While Red is off training with the Sisters Of The Hood, the H.E.A. is off on another mission to rescue Hansel and Gretel from a witch named Verushka. During this mission, things go badly when the witch escapes with the children and kidnaps Granny and takes her to an unknown destination.
When Red receives word of what happened to Granny, she ends up teaming up with Wolf and Twitchy to find out what happened to her, rescue her, find out what the witch wants with a specially-made truffle, and also get into a series of bizarre shenanigans along the way involving fairy tale characters and kung fu film parodies.
The story is a mess because it feels like a brain-dead version of Shrek mixed with an unfocused kung fu film parody. There are so many characters, so many threads, so many bizarre scenarios, and just plain stupid moments that following the plot becomes cumbersome and confusing. The humor also feels unfocused as it at times can be pretty funny, while at others just outright unfunny.
When it comes to the acting, there are pretty solid actors like Patrick Warburton as Wolf, Glenn Close as Granny, and a number of other talented celebrities. But, the script lets down their characters and never gives them enough breathing room to develop as it tries to stuff them into as many wacky scenarios as it can. The acting is good, and is definitely one of the highlights of the film.
As far as humor goes, this part of the film is very hit-or-miss. Sometimes I chuckled, other times I groaned because of what was happening. You've got slapstick, you've got parodies, you've got pop culture references, you've got adult jokes, and more, and all of it feels like a bizarre mix that can hit the right spot or hit a very sour and foul note. This part of the film is very frustrating because it has moments of genuine humor, but also moments of just plain terrible humor.
As an adventure film, the action bits can be exciting, but they can also be boring as well. This part of the film is also a very mixed bag, much like the humor. Some stuff was exciting and a lot of fun, while other bits will have you groaning and waiting for the film to end.

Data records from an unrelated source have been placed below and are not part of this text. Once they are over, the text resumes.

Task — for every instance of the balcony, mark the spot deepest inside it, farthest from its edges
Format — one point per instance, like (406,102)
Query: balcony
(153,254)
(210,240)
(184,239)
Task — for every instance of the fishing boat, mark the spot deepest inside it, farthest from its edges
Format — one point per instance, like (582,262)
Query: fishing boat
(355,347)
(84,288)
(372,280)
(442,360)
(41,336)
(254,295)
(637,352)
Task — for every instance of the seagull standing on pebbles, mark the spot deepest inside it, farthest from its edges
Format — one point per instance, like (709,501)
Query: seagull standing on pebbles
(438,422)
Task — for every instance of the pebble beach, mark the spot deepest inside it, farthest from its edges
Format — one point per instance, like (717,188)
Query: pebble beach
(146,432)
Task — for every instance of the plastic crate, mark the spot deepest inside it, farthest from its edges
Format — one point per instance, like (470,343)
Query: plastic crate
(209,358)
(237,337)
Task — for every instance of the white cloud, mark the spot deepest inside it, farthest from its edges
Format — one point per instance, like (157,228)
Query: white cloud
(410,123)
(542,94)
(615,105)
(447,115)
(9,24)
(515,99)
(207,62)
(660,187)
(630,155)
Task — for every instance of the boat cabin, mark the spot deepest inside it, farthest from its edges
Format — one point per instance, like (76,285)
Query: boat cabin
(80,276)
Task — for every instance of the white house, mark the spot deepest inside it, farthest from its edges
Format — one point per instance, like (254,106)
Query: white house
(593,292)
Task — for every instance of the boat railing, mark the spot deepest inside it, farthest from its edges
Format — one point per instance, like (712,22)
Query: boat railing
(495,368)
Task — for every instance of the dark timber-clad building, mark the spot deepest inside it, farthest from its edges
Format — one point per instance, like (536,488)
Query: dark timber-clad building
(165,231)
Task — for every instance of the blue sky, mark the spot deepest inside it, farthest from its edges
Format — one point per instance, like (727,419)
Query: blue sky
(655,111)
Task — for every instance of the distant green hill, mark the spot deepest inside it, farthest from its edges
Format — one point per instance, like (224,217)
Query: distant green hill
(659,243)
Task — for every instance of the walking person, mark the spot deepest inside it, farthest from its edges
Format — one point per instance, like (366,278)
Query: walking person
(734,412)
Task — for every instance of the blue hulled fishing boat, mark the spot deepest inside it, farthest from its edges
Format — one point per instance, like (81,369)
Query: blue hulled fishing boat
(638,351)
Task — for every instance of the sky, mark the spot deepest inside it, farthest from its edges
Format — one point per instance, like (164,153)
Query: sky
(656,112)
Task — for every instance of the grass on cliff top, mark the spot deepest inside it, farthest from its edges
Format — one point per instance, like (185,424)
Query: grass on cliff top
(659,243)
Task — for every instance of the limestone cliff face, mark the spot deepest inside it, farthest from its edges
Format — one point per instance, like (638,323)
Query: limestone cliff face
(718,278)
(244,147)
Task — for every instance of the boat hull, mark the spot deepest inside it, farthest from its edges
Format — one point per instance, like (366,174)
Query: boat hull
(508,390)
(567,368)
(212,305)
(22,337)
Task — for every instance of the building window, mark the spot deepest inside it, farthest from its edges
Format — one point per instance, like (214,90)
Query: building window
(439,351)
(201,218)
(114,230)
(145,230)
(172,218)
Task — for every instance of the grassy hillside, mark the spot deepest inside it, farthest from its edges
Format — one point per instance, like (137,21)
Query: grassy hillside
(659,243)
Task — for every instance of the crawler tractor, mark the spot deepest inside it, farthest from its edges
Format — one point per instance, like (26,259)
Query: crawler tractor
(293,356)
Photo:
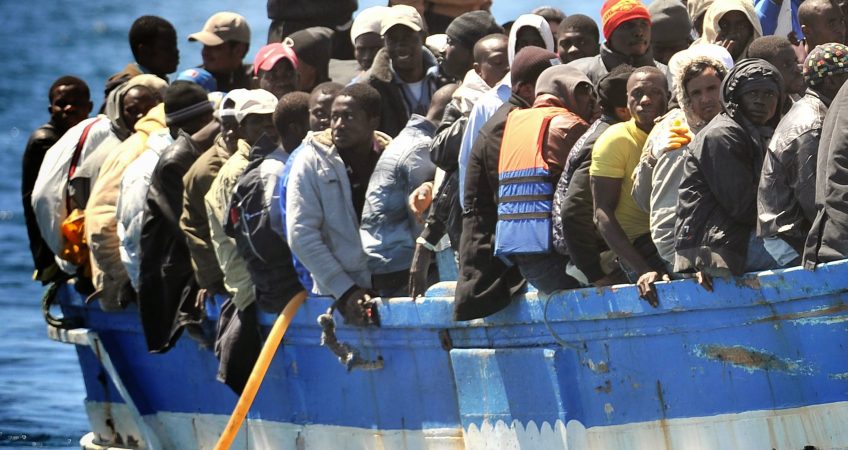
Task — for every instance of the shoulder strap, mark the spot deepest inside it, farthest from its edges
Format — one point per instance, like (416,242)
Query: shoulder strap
(75,161)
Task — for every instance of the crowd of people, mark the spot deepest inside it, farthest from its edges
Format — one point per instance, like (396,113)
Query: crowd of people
(695,140)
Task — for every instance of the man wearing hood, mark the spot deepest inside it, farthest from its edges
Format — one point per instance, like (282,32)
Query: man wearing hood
(404,73)
(626,26)
(125,106)
(698,76)
(574,232)
(486,284)
(565,104)
(786,199)
(733,24)
(716,209)
(671,29)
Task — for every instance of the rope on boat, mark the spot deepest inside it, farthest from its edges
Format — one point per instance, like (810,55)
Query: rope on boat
(348,356)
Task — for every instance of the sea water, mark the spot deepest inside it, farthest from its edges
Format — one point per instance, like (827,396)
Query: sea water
(41,390)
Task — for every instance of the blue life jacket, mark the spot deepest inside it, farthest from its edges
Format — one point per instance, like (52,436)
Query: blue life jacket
(525,188)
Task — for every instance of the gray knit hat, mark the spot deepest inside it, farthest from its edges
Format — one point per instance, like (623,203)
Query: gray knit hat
(472,26)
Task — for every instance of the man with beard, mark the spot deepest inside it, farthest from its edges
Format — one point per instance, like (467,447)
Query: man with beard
(626,27)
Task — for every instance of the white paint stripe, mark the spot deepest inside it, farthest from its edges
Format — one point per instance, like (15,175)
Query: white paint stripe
(824,426)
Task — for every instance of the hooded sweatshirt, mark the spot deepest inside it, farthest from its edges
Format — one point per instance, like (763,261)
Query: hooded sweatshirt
(721,7)
(86,174)
(533,21)
(101,224)
(717,206)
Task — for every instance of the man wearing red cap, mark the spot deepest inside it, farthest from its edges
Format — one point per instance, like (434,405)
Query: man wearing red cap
(275,69)
(627,30)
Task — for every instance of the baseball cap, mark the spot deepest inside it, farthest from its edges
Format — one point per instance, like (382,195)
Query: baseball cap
(256,101)
(222,27)
(270,54)
(401,15)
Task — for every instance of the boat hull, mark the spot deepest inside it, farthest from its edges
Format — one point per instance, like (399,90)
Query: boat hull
(759,363)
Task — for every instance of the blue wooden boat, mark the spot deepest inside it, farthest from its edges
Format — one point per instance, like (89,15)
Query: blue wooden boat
(760,363)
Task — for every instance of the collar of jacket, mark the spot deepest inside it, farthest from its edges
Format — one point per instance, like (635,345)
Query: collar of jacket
(381,69)
(613,59)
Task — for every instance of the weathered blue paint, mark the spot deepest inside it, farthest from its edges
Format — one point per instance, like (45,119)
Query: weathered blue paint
(599,356)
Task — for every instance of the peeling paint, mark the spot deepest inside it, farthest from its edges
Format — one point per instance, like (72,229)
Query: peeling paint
(601,367)
(814,313)
(608,410)
(606,388)
(750,359)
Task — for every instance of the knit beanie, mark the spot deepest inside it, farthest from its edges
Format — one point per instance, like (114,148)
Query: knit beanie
(616,12)
(472,26)
(669,21)
(529,63)
(825,60)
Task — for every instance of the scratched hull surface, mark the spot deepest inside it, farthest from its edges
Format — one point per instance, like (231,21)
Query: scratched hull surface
(758,363)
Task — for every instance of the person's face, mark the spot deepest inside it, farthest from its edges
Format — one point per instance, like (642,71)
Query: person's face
(735,32)
(586,102)
(69,106)
(787,64)
(222,58)
(647,98)
(759,105)
(575,44)
(526,37)
(828,25)
(458,59)
(136,103)
(255,125)
(320,107)
(280,80)
(351,126)
(704,92)
(632,38)
(494,63)
(365,49)
(162,56)
(229,131)
(404,47)
(663,51)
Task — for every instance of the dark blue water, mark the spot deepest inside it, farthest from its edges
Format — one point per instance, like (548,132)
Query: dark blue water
(41,391)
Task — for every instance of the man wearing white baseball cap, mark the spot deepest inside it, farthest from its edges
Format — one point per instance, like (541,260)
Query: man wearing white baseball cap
(226,40)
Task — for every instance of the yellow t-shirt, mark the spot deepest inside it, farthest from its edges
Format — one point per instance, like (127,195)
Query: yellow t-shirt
(616,155)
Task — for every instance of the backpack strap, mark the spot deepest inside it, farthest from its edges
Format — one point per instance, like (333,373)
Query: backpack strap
(75,161)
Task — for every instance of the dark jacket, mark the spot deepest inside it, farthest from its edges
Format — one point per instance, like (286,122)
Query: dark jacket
(39,142)
(828,239)
(239,79)
(167,288)
(595,67)
(574,230)
(486,283)
(446,212)
(786,202)
(396,105)
(255,222)
(716,210)
(323,12)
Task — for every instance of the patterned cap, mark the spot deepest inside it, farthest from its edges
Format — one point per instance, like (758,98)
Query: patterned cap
(825,60)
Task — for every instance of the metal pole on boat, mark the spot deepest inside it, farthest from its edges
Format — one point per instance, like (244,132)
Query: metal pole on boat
(259,370)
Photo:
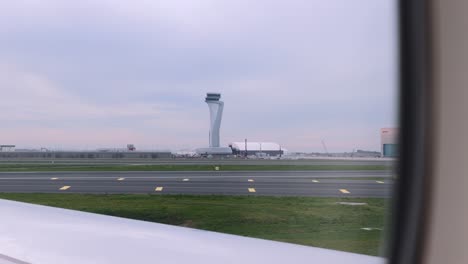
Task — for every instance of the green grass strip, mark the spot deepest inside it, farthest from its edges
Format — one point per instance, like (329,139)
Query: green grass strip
(318,222)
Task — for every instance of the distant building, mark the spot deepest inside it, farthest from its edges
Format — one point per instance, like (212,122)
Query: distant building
(389,142)
(216,106)
(256,148)
(7,148)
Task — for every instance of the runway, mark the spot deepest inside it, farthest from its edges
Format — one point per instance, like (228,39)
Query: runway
(276,183)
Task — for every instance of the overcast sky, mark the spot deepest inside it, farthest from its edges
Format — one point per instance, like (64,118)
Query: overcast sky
(88,74)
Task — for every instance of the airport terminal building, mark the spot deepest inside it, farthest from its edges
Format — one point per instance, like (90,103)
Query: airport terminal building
(256,148)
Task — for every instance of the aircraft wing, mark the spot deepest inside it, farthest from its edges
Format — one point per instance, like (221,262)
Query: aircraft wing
(40,234)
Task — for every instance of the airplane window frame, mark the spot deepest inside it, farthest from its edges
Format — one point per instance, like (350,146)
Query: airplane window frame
(412,189)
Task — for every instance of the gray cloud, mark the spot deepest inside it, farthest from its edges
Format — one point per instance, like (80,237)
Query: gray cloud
(290,71)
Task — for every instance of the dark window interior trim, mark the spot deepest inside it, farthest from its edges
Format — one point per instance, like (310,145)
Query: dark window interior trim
(411,197)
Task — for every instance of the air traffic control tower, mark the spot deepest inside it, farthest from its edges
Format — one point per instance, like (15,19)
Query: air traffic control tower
(216,113)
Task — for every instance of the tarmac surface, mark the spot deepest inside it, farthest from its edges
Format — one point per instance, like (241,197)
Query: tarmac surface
(276,183)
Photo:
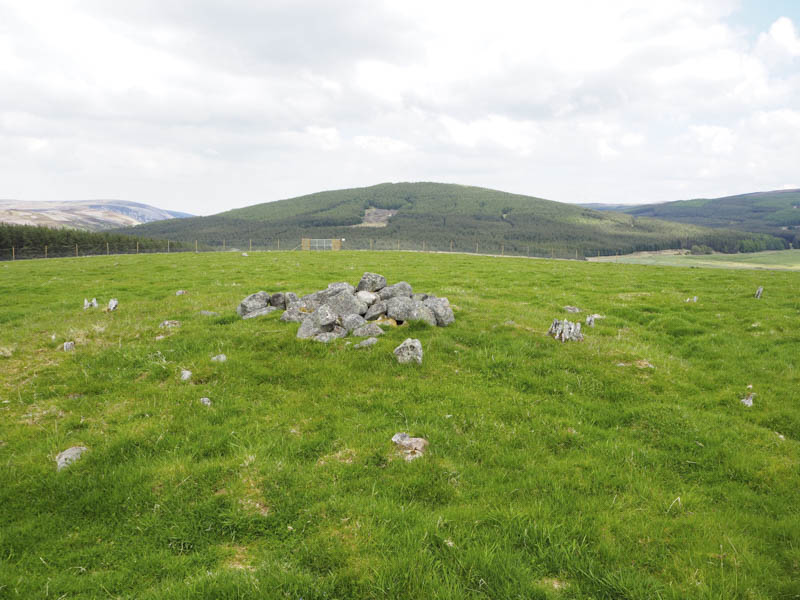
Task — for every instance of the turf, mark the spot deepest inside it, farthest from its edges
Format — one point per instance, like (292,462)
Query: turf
(625,466)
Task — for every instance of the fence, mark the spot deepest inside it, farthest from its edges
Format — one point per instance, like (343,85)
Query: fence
(483,247)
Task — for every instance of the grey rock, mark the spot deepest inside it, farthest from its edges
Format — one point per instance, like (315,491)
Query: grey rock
(345,303)
(565,331)
(368,298)
(294,315)
(69,456)
(350,322)
(371,282)
(366,343)
(441,310)
(252,303)
(409,351)
(278,300)
(400,308)
(368,330)
(400,288)
(412,448)
(376,310)
(259,312)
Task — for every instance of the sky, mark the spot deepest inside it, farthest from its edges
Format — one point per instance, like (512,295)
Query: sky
(205,105)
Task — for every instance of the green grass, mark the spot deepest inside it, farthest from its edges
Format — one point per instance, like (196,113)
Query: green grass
(448,217)
(552,472)
(780,259)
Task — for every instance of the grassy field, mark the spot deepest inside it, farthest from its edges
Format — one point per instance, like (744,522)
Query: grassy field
(625,466)
(787,260)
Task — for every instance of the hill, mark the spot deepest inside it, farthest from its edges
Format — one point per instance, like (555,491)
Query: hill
(445,216)
(90,215)
(622,467)
(776,213)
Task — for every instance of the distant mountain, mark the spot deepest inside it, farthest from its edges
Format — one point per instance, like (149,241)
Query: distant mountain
(90,215)
(776,213)
(443,216)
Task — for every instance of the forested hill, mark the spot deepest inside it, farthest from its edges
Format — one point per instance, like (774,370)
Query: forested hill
(444,216)
(776,213)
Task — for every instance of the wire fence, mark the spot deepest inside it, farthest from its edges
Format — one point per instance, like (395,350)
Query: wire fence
(482,247)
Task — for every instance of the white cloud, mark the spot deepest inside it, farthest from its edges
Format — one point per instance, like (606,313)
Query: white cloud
(184,103)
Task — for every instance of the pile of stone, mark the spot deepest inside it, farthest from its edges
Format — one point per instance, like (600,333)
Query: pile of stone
(342,309)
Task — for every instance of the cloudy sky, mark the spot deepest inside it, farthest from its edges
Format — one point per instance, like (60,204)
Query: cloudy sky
(204,105)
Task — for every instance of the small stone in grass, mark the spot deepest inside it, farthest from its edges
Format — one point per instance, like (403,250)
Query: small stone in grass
(69,456)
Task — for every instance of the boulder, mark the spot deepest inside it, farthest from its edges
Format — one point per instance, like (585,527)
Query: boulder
(345,303)
(278,300)
(366,343)
(253,303)
(400,308)
(368,298)
(400,288)
(371,282)
(368,330)
(409,351)
(412,448)
(376,310)
(69,456)
(260,312)
(351,322)
(441,310)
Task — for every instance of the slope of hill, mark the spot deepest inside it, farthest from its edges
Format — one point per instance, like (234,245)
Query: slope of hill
(447,215)
(91,215)
(776,212)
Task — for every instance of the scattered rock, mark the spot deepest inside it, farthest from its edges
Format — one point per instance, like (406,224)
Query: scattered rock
(367,343)
(252,303)
(412,448)
(368,330)
(371,282)
(69,456)
(401,288)
(259,312)
(409,351)
(565,331)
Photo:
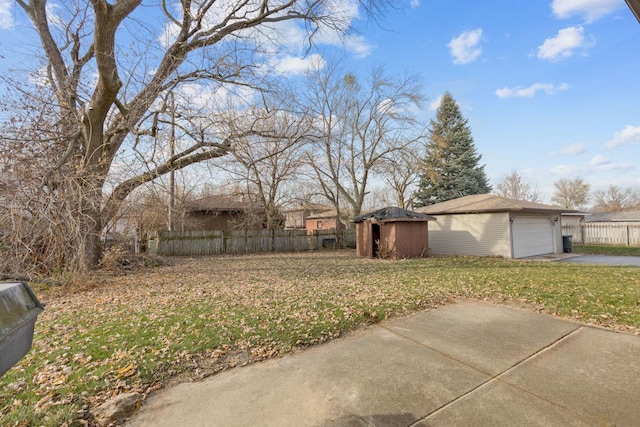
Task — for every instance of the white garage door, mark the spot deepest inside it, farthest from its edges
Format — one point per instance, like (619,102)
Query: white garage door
(532,236)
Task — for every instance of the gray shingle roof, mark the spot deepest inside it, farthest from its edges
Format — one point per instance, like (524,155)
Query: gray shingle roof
(484,203)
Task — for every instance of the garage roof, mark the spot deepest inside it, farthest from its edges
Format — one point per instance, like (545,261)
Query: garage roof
(485,203)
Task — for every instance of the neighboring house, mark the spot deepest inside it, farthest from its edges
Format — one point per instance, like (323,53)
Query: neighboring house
(488,225)
(215,213)
(295,219)
(327,220)
(392,233)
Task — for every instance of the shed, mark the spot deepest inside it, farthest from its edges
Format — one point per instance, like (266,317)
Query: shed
(489,225)
(392,233)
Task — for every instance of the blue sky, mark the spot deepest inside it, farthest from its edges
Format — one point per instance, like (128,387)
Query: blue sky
(550,87)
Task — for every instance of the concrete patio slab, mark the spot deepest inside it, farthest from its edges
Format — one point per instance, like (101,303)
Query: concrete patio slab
(592,372)
(490,338)
(335,384)
(464,364)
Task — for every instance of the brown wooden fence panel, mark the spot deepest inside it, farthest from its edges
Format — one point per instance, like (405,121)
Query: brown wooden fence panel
(618,233)
(197,243)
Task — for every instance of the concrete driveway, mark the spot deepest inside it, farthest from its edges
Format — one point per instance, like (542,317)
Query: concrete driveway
(604,259)
(471,364)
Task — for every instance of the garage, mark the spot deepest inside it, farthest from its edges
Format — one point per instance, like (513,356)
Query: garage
(489,225)
(532,236)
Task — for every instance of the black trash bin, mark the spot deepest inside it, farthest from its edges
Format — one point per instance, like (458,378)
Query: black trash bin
(19,309)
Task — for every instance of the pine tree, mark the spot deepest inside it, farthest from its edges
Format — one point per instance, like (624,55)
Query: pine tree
(451,167)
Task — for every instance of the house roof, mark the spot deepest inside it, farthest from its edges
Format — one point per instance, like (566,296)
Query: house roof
(217,203)
(486,203)
(393,214)
(614,216)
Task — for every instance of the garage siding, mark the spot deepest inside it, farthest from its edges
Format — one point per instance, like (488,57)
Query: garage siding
(470,234)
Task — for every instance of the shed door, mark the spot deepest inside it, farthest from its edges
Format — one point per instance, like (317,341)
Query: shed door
(532,236)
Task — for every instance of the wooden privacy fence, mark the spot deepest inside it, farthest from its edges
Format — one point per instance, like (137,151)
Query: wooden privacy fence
(194,243)
(622,233)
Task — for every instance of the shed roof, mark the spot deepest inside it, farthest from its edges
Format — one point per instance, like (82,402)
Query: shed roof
(486,203)
(614,216)
(393,214)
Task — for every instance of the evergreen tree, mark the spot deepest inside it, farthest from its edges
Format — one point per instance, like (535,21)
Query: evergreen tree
(451,166)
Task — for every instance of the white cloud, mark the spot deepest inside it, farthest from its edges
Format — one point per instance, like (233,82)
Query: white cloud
(564,44)
(598,164)
(435,103)
(574,149)
(599,160)
(529,92)
(590,10)
(295,65)
(6,19)
(629,135)
(465,48)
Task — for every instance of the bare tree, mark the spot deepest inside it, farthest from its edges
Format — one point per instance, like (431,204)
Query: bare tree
(359,124)
(100,89)
(571,193)
(513,186)
(401,172)
(266,164)
(615,199)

Hoodwinked Too! Hood Vs. Evil is a frustrating film. It has moments of goodness, but also moments of utter badness. It will certainly never replace the likes of films like Shrek, and will inevitably disappoint fans of the first film with its terrible story, hit-or-miss humor, great acting, and action that can be exciting, but can also be dull. This is an animated film doomed to be forgotten by future generations, but I will say that it was better than I was expecting, but it still wasn't very good.